Self-Directed RSP’s: A Beginner’s Experience

Let me start off by saying that while I’m not expert, this is actually a good thing for most interested in this topic considering that most of the time, experts are confusing and too detailed in their use of jargon when all people want to do is have a brief layman’s overview (that’s what I’m telling myself anyway). As this blog is in the spirit of helping our members save money in whichever way possible, I thought I would share some of my own findings and experiences.

While my banking relationship with TD has been a pretty decent one for some time (compared to previous experiences), about 2 years ago, I was feeling pressure from friends and family about investing in RRSP’s (but it seems everyone really calls them RSP’s). Since I started a couple of different ones with my bank, these were ‘bank products’. One was a ‘Security GIC’ and the other a ‘Mutual fund’, into which I slit my investment 50/50. After 2 years of investing that money in those accounts, I have earned a profit of 2.8%. Now let’s factor in inflation over 2 years: 2012 was 1.52 and 2011 was 2.91, and unless I’m not doing something right, that totals inflation of 4.43%, which, in effect means I actually relatively lost money, at around the 1.63% mark. This was my math at any rate and it led me to the conclusion that I needed to think of other options.
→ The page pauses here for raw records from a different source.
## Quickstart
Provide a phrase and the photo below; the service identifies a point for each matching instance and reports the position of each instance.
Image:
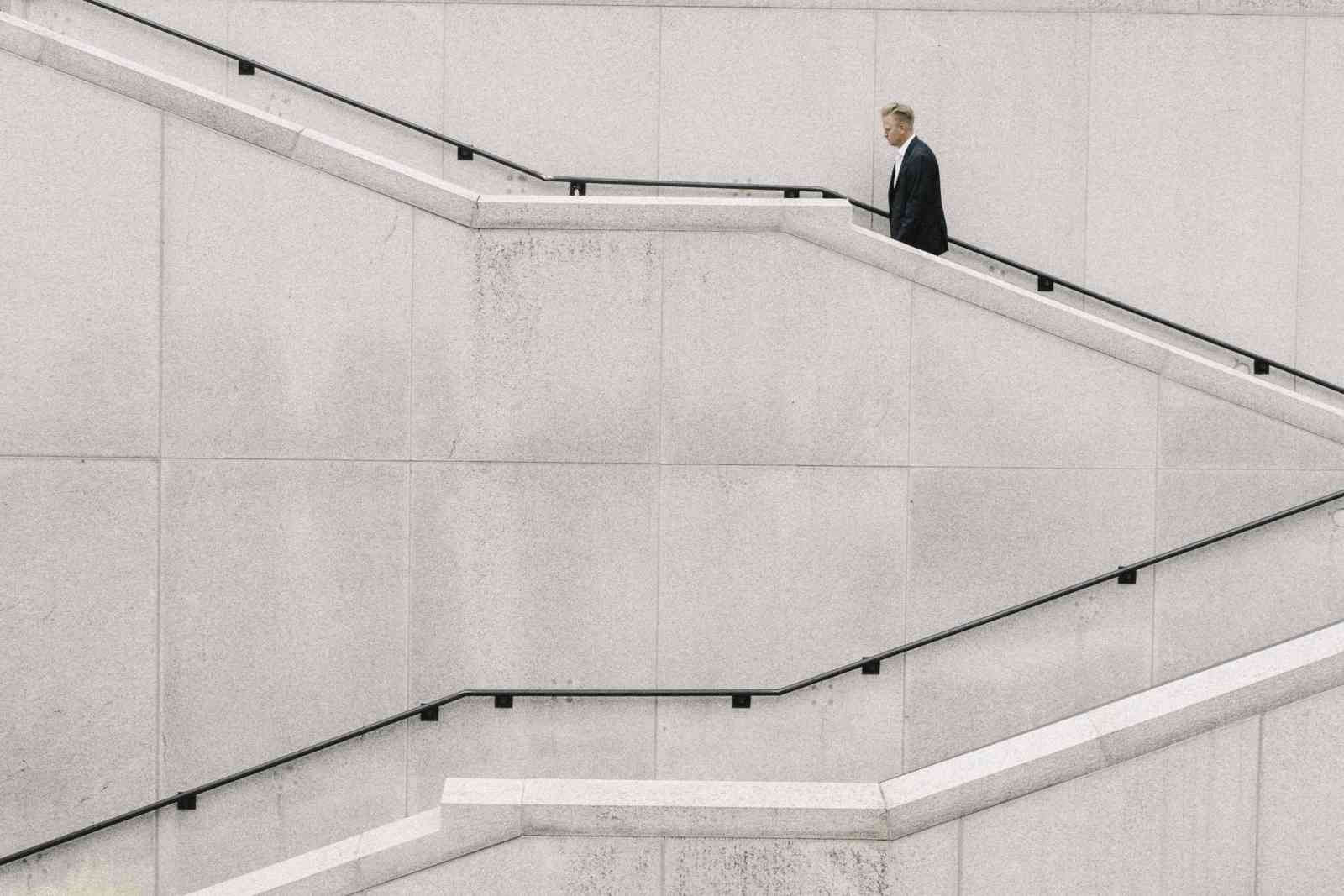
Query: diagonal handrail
(1261, 363)
(741, 696)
The Advice from my Accountant

Something I bet most people are unaware of is that banks actually take a handsome cut from most investments placed with them. I have never ever been informed up front about any fees or costs for bank products before, but it sure is in the fine print. According to my accountant, the bank was charging me over 1.5% on the money I was investing with them (the rates were different for each product and there were fixed costs too), and some bankers are paid commission or bonuses as encouragement to get savers to invest their money with their bank’s products. Now for me, most services that offer commission to their employees results in a service that is not in the best interest of the customers. In fact, my accountant recommended that I try my hand at a Self Directed Registered Retirement Savings Plan SDRSP–being pretty tuned in with what’s going on in the world of shopping, he felt I had a general pulse of the market and its influencers.

What is SDRSP?

In essence, you do the work of the banker. Whereas products like mutual funds are managed as a group of assets by a banker, a SDRSP is completely managed by you. So you have the option to buy equity: from stocks and shares to bonds and more. Let’s discuss the options:

The Pros
You have more control over your investments;
The bank does not charge commission;
It can be fun and can teach you valuable financial lessons;
Most Canadian financial institutions have apps and web-banking to facilitate the management of the account, so these can be done from anywhere at any time.

The Cons
Since you are responsible for managing the portfolio, it takes time, effort and there are risks associated;
Sometimes trading can be addictive;
You may not have the knowledge or inclination to run this for yourself;
There are some costs to consider: every transaction you make will come with a price (varies between banks and the amounts in the account), mine is around $30 every time I buy or sell;
Most financial institutions–depending on which province you reside in–will charge between 10%-30% of ‘withholding tax’ when you withdraw money from the account (think of how an employer withholds tax on your behalf to give to the taxman). This is unless the money is withdrawn when it was designed to be (for those times when you are not working, due to sickness or retirement–in other words not earning a paycheck and fall under the taxman’s tax thresholds).

Conclusion

Now, my intention is not to sway anyone in one way or another. It personally opened up my eyes to the world of business and I see the world in a different way now (for good or for bad). But I like being in control, and I enjoy research above all. So I opened and started my own SDRSP about 6 weeks ago and have been lucky (or wise), although the market has been rather buoyant over the last 7 months and this trend has crept into 2013 nicely. I’m currently at around 7% above what I had invested, which is far above that of the rate of inflation. So I have made the decision to give it a year and see if I am still enjoying the process and making more money this way compared to standard bank products. Then if I am still happy, I plan on merging my normal GIC and Mutual funds into my SDRSP.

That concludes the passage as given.